Pourtant jugée inadaptable à la sortie du livre de Pierre Boulle en 1963, La Planète des Singes voit quand même le jour cinq années plus tard, sous la houlette de Franklin J. Schaffner, qui en profite pour en faire un miroir de son époque.
Ce point-là est d'ailleurs assez passionnant, par le prisme de cette libre adaptation et d'un monde où le singe est humanisé et l'homme revenu au stade animal, Schaffner met en avant l'évolution du monde dans les années 1960. On peut voir dans son oeuvre l'image des mouvements de contestations, que ce soit pour les droits civiques, de la femme ou contre la Guerre ainsi que l'armement nucléaire, mais aussi une réflexion sur la religion face à la science ou encore sur la place des armes dans notre société. Tout cela est brassé avec grand brio, ne devenant jamais lourd, s'insérant toujours parfaitement au récit et étant subtilement mis en avant.
Au delà de son aspect humaniste, comme en témoigne l'introduction et la conclusion, La Planète des Singes reste remarquable par son atmosphère moite et mystérieuse et l'immersion qui est proposée.
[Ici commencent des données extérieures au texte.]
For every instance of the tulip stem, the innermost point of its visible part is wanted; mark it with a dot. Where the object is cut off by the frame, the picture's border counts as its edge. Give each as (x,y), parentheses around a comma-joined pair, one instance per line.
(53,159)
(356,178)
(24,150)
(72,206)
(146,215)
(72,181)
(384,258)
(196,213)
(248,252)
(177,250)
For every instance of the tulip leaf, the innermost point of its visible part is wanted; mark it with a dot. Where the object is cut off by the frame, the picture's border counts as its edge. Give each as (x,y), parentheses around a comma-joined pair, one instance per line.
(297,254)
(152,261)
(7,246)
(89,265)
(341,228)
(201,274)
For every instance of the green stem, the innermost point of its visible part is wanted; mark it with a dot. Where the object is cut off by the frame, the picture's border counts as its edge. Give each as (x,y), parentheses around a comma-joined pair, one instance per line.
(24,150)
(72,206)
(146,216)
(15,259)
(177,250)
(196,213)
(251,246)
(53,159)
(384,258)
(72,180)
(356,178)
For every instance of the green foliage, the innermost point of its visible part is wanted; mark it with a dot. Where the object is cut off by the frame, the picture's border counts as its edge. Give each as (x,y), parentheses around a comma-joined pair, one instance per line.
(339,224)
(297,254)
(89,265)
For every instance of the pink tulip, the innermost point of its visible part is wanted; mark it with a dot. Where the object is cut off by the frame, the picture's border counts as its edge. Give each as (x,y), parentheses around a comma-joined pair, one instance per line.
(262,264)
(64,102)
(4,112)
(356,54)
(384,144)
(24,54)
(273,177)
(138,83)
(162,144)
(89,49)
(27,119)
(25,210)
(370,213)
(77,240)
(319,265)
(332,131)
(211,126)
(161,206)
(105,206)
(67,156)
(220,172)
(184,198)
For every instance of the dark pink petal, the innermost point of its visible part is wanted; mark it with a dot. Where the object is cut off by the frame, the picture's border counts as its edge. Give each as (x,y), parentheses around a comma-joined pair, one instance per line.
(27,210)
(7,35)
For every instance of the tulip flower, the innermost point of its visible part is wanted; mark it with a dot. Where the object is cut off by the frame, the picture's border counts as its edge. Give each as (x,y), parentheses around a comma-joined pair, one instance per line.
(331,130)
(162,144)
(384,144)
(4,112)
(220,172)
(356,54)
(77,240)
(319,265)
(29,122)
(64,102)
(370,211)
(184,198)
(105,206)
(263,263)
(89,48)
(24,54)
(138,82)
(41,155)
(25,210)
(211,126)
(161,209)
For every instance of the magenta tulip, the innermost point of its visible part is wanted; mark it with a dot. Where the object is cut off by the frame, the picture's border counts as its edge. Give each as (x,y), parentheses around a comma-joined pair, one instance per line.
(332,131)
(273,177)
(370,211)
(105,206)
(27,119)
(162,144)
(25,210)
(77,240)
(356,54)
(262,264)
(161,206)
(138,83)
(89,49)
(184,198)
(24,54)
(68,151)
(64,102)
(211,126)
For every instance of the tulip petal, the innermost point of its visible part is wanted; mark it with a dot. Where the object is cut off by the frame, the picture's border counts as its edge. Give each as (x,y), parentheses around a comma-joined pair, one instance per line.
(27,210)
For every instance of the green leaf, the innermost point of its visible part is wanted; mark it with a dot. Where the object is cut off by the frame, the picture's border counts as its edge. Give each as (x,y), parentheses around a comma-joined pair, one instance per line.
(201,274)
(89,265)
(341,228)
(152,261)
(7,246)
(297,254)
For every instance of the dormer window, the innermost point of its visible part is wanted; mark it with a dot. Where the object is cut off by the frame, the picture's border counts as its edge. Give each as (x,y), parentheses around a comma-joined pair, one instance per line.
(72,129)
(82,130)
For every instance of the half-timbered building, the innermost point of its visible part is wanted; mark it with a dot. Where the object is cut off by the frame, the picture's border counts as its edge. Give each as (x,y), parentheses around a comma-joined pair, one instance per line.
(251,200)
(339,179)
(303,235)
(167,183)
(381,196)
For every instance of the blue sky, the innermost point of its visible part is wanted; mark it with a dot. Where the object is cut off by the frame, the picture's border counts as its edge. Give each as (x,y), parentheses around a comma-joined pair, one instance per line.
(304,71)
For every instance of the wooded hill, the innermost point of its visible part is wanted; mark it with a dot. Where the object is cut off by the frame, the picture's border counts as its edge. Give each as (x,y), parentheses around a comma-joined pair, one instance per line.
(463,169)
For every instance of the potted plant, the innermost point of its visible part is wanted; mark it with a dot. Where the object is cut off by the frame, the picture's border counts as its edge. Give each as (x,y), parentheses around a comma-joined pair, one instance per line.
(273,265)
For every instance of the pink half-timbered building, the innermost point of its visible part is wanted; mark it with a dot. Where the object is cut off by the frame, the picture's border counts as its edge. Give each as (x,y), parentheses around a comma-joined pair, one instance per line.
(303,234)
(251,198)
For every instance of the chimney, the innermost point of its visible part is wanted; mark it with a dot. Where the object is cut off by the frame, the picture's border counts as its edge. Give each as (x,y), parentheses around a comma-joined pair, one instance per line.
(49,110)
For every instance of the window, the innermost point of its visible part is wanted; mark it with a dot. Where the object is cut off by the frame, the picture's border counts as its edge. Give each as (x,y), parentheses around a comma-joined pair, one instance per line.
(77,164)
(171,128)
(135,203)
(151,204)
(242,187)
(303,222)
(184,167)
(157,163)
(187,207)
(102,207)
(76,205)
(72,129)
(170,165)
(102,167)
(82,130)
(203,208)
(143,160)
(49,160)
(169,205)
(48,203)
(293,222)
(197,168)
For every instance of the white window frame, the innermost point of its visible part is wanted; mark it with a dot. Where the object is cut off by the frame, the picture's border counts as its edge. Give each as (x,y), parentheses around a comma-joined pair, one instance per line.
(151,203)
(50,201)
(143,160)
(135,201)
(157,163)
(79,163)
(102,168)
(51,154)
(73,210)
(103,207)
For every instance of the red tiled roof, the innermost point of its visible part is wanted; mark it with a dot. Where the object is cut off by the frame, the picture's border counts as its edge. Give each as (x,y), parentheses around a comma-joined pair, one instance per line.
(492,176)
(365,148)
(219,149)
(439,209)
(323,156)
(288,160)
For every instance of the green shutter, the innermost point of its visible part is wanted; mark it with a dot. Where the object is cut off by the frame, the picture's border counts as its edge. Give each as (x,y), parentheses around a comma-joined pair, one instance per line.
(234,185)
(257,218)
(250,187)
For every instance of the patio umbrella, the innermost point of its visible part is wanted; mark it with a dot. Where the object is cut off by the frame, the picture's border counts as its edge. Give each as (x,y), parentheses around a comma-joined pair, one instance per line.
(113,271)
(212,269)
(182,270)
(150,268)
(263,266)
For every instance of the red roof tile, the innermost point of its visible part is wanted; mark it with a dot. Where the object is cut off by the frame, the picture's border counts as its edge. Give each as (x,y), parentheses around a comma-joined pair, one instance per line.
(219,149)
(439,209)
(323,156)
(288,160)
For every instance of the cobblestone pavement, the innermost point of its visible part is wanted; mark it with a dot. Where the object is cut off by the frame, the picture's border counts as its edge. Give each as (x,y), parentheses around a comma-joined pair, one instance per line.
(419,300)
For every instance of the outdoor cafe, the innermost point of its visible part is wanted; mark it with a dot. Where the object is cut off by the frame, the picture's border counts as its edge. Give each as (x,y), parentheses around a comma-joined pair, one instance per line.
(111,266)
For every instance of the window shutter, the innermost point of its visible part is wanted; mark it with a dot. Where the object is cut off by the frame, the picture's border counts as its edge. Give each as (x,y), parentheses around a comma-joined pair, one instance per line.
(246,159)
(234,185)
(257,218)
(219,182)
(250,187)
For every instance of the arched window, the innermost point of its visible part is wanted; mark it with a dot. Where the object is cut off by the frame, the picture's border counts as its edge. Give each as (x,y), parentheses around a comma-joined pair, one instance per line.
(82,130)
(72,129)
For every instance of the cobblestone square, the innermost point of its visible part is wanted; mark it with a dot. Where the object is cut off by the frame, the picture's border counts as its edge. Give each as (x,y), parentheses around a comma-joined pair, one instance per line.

Schaffner nous fait vivre cette aventure par le regard du protagoniste George Taylor, on découvre tout en même temps que lui et on s’interroge sur le même aspect, il sublime une réelle qualité d'écriture et d'adaptation, que ce soit par les personnages, situations ou sous-texte.
En plus de demeurer une inestimable et riche source de réflexion, l'oeuvre fascine par son aspect technique et sa reconstitution, que ce soit dans les costumes mais surtout dans le cadre et les décors. Schaffner sublime tout cela et crée un ensemble cohérent, où il va faire ressortir les émotions des protagonistes ainsi que la tension des enjeux, rendant ainsi de nombreuses séquences mémorables.
Schaffner démontre qu'il sait prendre son temps pour bien raconter son histoire, sachant bien montrer tout le calvaire de l'Homme qui va découvrir son changement de statut, sans pouvoir en premier lieu s'exprimer. C'est là qu'apparaît un aspect intelligemment mis en scène, celui de la résignation, de l'évolution mais aussi du rapport avec l'animal, et ce qu'on peut assimiler à l'Homme se trouvant chez le singe. La remarquable et expérimentale bande originale signée Jerry Goldsmith ainsi que l'assurance et le charisme de Charlton Heston, qui donne littéralement vie à son personnage, sont aussi inoubliables.
Franklin J. Schaffner propose avec son adaptation de La Planète des Singes une remarquable, terrifiante et passionnante aventure, créant un univers qui devient le prisme de notre société et une source inépuisable de réflexion.